Strange limit problem involving $\binom{z}{n} e^{-xn\log n}$ with $z \in \mathbb{C}$ Is the following limit result correct: $$\lim\limits_{x \to 0^{+}}\sum\limits_{n=0}^{\infty} \binom{z}{n} e^{-xn\log n} = 2^{z}$$ where, $z \in \mathbb{C}$, and the notation $\displaystyle \binom{z}{n} = \frac{1}{n!}\prod\limits_{k=0}^{n-1}(z-k)$
I verified the result for $z = -1$ case and the limit is indeed $\dfrac{1}{2}$ in that case. Not sure how to proceed with the general complex $z$ case. Any suggestions are welcome. Thanks.

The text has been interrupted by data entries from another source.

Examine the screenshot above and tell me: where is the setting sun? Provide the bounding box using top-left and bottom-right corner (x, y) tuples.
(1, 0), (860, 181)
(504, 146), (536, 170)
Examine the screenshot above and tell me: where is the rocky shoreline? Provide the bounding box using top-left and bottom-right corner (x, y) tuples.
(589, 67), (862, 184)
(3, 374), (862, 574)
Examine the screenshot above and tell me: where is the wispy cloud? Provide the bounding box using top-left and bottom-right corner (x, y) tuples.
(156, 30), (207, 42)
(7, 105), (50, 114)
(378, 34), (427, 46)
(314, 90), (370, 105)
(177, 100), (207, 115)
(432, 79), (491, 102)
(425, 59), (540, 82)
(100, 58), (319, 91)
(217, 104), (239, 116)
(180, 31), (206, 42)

(It would be great if someone could verify the result with a mathematical software)
 A: If $\Re z>0$, the series $\sum_n \binom{z}n$ converges absolutely (by Raabe test, for example), thus we may replace $x$ to 0 and just need to check that this sum equals $2^z$. This follows from another relaxation: $\sum \binom{z}{n}t^n=(1+t)^z$ for $0<t<1$ and we may let $t$ tend to 1.
Next, consider the case $-1<\Re z\leqslant 0$. For $\alpha_n:=e^{-xn\log n}$ denote $\beta_n=\alpha_n-\alpha_{n+1}+\dots$, then $\alpha_n=\beta_{n}+\beta_{n+1}$ and we have $$\sum \binom{z}{n}\alpha_n=\sum \binom{z}{n}(\beta_n+\beta_{n+1})=\sum \binom{z+1}n\beta_n.$$
Now $\beta_n$ are uniformly bounded, since $\alpha_n$ are decreasing, and the series $\binom{z+1}n$ already absolutely converges (to $2^{z+1}$). Therefore it suffices to prove that for each fixed $n$ we have $\beta_n\rightarrow 1/2$ when $x\rightarrow +0$. We have
$$
\beta_n=\frac12 \alpha_n+\frac12 \sum_{k\geqslant n,k\equiv n\pmod 2} (\alpha_k-2\alpha_{k+1}+\alpha_{k+2}).
$$
The first summand tends to $1/2$, of course, and I claim that the sum tends to 0. Each summand does tend to 0, so it suffices to majorate them by a convergent series not depending on $x$. We have
$$
\alpha_k-2\alpha_{k+1}+\alpha_{k+2}=w''(k+\theta),
$$
where $w(t)=e^{-xt\log t}$, $0<\theta<2$ by some version of Lagrange intermediate value theorem. It is easy to verify that $t^2 w''(t)$ is uniformly bounded for all $x>0$, thus $\alpha_k-2\alpha_{k+1}+\alpha_{k+2}=O(1/k^2)$ as we need.
For even smaller value of $\Re z$ do the same thing, writing something like $\alpha_k=\beta_k+2\beta_{k+1}+\beta_{k+2}$ for $\beta_k=\alpha_k-2\alpha_{k+1}+3\alpha_{k+2}-4\alpha_{k+3}+\dots$.